Friday, May 07, 2010

FTC Alleges Merger-to-Monopoly in Market for Education Marketing Information

This posting was written by Jeffrey May, Editor of CCH Trade Regulation Reporter.

Dun & Bradstreet Corporation’s 2009 acquisition of the assets of Quality Education Data (QED), a division of Scholastic, Inc., “is in practical effect a merger-to-monopoly” in the market for kindergarten through twelfth grade educational marketing data, the Federal Trade Commission alleged in an administrative complaint announced today. The agency is seeking divestitures of assets necessary to restore the competition that allegedly was lost as a result of the acquisition.

Prior to the transaction, Dun & Bradstreet's Market Data Retrieval and QED were the only two significant competitors in the K-12 data market, according to the agency. As a result of the acquisition, Market Data Retrieval, which describes itself as “the market’s first choice for marketing information and services for the K-12, higher education, library, early childhood, and related education markets,” allegedly holds over 90 percent of the K-12 data market.
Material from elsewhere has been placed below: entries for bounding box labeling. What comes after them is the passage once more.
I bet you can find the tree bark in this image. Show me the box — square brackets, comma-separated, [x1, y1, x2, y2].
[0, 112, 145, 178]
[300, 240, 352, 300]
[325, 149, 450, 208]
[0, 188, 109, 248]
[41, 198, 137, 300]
Educational marketing data includes contact, demographic, and other information relating to teachers, administrators, schools, and individual school districts, that is sold or leased to customers, the FTC explained. The data sold by these companies is used to sell books, education materials, and other products to teachers and other educators nationwide.

Low-Dollar-Value Transaction

Dun & Bradstreet acquired the QED assets for approximately $29 million. Because the transaction fell below the threshold for premerger notification filings under the Hart-Scott-Rodino (H-S-R) Act, the federal antitrust agencies did not have had an opportunity to require the parties to wait to consummate the transaction while its potential competitive effects were considered pursuant to the H-S-R program. Nevertheless, the FTC ultimately discovered the transaction.

“Despite its relatively low dollar value, this transaction dramatically decreased competition in the marketplace,” said FTC Bureau of Competition Director Richard Feinstein. “When Dun & Bradstreet acquired QED, it bought its closest competitor and created a monopoly. That’s going to get the FTC’s attention every time.”

The Commission vote approving the administrative complaint was four-to-one, with Commissioner J. Thomas Rosch voting against. The complaint, In the Matter of The Dun & Bradstreet Corporation, FTC Docket No. 9342, will appear at CCH Trade Regulation Reporter ¶16,445.